Supplementary Material
Acknowledgments
We express our gratitude to all subjects who participated in the Fukushima Health Management Survey. We also thank Ms. Tazuko Kawasaki and Ms. Takako Takahashi for their excellent secretarial assistance. This survey was conducted as part of Fukushima Prefecture's post-disaster recovery plans and was supported by the national “Health Fund for Children and Adults Affected by the Nuclear Incident.” The findings and conclusions of this article are solely the responsibility of the authors and do not represent the official views of the Fukushima Prefecture government.

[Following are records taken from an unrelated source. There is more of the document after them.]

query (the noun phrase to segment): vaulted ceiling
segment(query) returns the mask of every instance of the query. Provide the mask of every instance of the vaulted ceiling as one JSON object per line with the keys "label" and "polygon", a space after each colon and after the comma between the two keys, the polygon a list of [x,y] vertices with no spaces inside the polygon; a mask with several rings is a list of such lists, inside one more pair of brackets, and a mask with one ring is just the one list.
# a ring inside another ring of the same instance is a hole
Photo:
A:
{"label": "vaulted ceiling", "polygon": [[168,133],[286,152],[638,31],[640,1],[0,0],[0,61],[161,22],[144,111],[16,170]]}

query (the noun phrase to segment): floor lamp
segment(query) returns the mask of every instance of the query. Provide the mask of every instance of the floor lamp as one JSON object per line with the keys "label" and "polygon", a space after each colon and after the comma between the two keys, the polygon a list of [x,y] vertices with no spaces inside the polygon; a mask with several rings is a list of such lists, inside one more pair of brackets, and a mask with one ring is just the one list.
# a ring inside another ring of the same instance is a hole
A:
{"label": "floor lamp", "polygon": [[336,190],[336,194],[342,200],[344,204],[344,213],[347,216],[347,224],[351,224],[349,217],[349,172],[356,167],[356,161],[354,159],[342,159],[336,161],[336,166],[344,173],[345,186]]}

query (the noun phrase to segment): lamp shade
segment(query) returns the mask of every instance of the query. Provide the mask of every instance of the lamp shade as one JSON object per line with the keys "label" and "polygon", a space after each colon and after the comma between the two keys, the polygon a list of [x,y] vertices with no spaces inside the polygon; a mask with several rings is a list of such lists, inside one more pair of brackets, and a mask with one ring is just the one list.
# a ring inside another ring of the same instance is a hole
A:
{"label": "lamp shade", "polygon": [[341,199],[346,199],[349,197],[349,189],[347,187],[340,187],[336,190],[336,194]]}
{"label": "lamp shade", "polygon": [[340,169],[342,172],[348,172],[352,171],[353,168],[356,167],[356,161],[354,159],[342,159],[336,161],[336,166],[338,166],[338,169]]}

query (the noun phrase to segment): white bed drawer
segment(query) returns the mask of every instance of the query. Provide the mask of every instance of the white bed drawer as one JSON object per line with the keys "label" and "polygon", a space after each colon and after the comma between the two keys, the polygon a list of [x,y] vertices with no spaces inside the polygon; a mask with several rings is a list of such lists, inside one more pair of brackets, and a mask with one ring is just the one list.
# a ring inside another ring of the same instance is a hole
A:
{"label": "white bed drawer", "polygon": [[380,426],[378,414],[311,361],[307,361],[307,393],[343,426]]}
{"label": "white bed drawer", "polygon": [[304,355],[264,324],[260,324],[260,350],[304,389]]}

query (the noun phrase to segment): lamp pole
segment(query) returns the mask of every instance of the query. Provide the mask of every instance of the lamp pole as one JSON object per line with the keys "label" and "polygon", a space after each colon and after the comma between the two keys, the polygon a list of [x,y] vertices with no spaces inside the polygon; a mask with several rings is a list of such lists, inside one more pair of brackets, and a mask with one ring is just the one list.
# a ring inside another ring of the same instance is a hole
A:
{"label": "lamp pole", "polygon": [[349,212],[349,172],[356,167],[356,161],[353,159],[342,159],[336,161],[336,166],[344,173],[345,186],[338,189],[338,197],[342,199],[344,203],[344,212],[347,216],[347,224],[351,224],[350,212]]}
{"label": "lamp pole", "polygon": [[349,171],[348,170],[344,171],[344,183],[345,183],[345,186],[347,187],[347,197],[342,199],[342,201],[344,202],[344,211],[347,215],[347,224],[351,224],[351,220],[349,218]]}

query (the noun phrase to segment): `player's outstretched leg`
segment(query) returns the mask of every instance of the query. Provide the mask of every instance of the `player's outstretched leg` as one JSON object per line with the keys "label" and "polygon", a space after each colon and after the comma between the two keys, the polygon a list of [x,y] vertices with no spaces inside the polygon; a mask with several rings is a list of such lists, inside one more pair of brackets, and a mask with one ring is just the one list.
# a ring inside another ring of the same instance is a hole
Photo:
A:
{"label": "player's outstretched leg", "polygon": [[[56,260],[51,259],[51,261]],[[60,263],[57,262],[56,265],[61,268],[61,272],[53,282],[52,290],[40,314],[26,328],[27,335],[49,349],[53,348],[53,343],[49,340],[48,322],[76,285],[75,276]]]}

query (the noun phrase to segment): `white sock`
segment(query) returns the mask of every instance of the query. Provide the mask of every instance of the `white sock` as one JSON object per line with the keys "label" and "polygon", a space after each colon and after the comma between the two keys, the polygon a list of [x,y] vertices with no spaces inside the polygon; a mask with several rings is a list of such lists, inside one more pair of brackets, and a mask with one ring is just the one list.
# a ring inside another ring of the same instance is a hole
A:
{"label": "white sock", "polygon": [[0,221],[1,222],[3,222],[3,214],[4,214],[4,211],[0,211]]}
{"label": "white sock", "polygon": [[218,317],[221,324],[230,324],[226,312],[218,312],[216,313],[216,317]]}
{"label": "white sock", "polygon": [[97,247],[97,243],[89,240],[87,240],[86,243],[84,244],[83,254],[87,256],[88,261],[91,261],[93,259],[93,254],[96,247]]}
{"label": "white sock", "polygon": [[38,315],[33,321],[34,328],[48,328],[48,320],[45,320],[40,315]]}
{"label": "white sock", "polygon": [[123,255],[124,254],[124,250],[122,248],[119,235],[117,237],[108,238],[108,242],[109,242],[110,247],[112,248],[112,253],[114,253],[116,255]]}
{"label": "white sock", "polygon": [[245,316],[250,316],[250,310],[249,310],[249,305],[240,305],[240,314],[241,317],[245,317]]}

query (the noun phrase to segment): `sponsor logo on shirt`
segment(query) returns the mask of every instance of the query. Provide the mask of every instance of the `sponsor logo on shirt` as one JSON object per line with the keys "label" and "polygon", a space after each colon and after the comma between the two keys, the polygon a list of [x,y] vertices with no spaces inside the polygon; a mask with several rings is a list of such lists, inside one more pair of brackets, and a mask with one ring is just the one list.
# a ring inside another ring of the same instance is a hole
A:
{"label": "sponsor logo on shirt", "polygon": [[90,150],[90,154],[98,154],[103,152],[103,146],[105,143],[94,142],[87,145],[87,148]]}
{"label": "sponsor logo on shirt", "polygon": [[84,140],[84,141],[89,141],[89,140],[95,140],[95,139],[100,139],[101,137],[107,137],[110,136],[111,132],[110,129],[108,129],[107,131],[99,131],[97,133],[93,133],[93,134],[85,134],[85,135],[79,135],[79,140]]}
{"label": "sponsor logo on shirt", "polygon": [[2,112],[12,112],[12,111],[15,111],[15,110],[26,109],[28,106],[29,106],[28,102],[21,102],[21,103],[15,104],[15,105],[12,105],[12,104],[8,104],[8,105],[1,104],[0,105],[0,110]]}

Other participating expert committee members, advisors, and staff members in the Fukushima Health Management Survey: Kenji Kamiya, Seiji Yasumura, Kenneth E. Nollet, Kumiko Tsuboi, Shiro Matsui, Seisho Tanaka, Masaharu Maeda, Shigeatsu Hashimoto, Keiya Fujimori, Suguru Ishida, Testuo Ishikawa, Akira, Sakai, Yuko Hino, Hiroshi Mizunuma, Keiichi Nakano, Satoshi Suzuki, Chiyo Ohkouchi, Tomomi Hakoiwa, Chisato Takahashi, Yukari Sato, Ayako Sato, Nobuko Sakuma, Toshie Sakagami, Manabu Ohishi, Norikazu Abe, Masahiko Henmi, Yukie Yamaya, Takao Yamahata, Yukiko Horikoshi, Yoko Nihei, Risa Ujiie, Sakiko Meguro, Ayana Okazaki, Yumiko Kurozu, Mizuki Sekino, Yuko Sato, and Yayoi Sato.
Author Disclosure Statement
The authors have nothing to disclose. There is no conflict of interest in this study.